Resulta increíble que en un país en el cual abunda, sobre todo, la escasez, les cierre las puertas al arribo de alimentos y medicinas. Pero la lógica del interés común dejó de existir hace rato en el régimen chavista, empeñado en sobrevivir a cualquier costo. Caracas considera que este movimiento solo serviría a la causa de Juan Guaidó, el presidente interino que ha recibido el reconocimiento de más de 40 naciones.

Mientras continúa una partida de ajedrez cada vez más intensa, otras decisiones han pasado relativamente desapercibidas. Tal vez la que tiene más impacto inmediato para aquellas familias venezolanas que reciben divisas de sus familiares en el exterior, es la devaluación del bolívar que se ubicó en 3.297 por dólar durante la semana que termina, superando por un buen margen la tasa del mercado paralelo.

La estrategia es evidente: acorralado por la falta de moneda dura, Maduro y su camarilla quieren fomentar el envío de remesas a través de los canales oficiales. El problema es que dada la inflación galopante, será necesario que la espiral siga.

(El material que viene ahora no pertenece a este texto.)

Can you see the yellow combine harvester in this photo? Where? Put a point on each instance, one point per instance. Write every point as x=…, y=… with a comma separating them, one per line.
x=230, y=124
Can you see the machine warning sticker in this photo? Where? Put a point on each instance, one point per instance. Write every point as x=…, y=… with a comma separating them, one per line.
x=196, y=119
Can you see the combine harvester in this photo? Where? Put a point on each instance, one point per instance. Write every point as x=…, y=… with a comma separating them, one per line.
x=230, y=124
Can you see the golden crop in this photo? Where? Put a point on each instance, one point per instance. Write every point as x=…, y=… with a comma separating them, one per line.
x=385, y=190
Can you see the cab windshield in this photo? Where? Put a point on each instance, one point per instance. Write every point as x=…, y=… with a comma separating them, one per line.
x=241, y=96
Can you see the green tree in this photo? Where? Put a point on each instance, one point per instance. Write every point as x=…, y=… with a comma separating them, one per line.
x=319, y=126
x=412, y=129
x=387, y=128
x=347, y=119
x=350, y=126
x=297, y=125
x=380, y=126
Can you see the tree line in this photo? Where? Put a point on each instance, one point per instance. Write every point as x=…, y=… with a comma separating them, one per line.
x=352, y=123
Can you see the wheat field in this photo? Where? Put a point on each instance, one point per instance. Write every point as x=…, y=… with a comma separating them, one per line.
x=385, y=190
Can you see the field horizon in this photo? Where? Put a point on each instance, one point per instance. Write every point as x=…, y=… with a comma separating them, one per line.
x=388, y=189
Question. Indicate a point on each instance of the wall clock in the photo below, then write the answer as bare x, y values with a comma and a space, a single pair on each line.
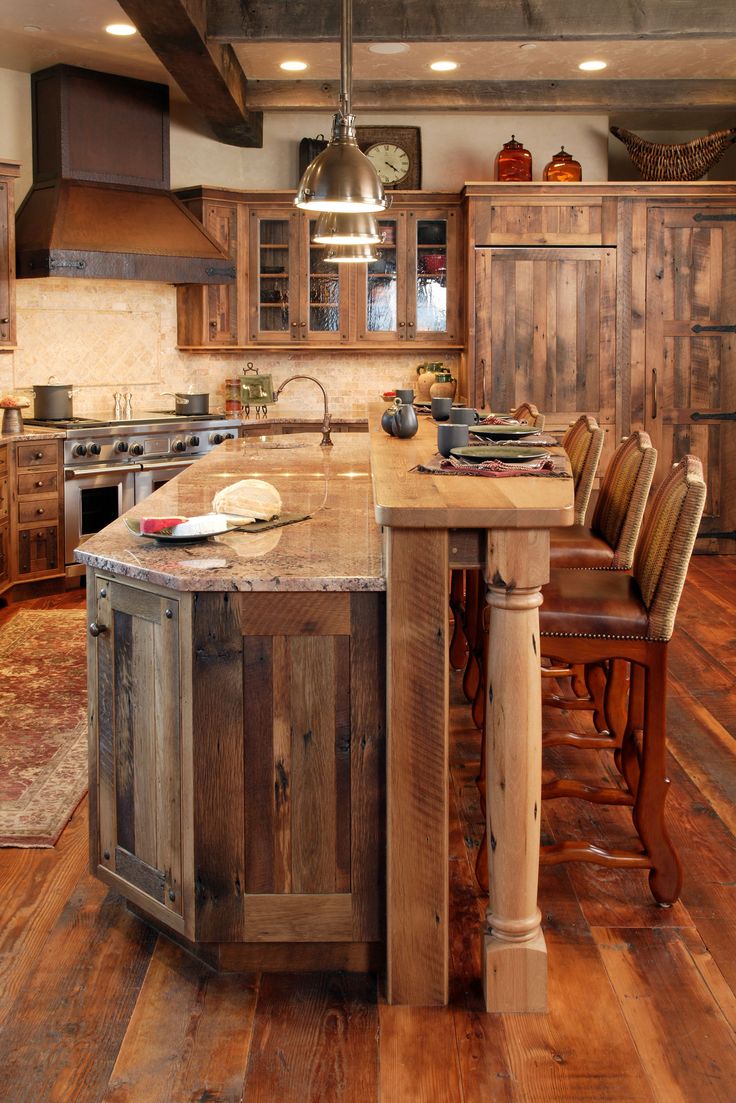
395, 152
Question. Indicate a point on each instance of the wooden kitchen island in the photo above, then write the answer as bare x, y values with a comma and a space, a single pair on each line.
236, 716
243, 793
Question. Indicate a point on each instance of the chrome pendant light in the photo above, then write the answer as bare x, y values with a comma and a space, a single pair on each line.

Para hacerle contrapeso a esa dinámica, la opción ahora es obligar a los bancos a congelar sus recursos en el banco central, lo cual ahonda la crisis que ya tenía al borde del colapso al sistema financiero, que también deberá ser rescatado eventualmente.

Todo forma parte de medidas desesperadas por parte de los encargados de una dictadura de facto que, al parecer, da pataleos de ahogado. El problema es que la crisis se prolonga, mientras la ayuda se demora en llegar a sus destinatarios y el costo de la reconstrucción aumenta.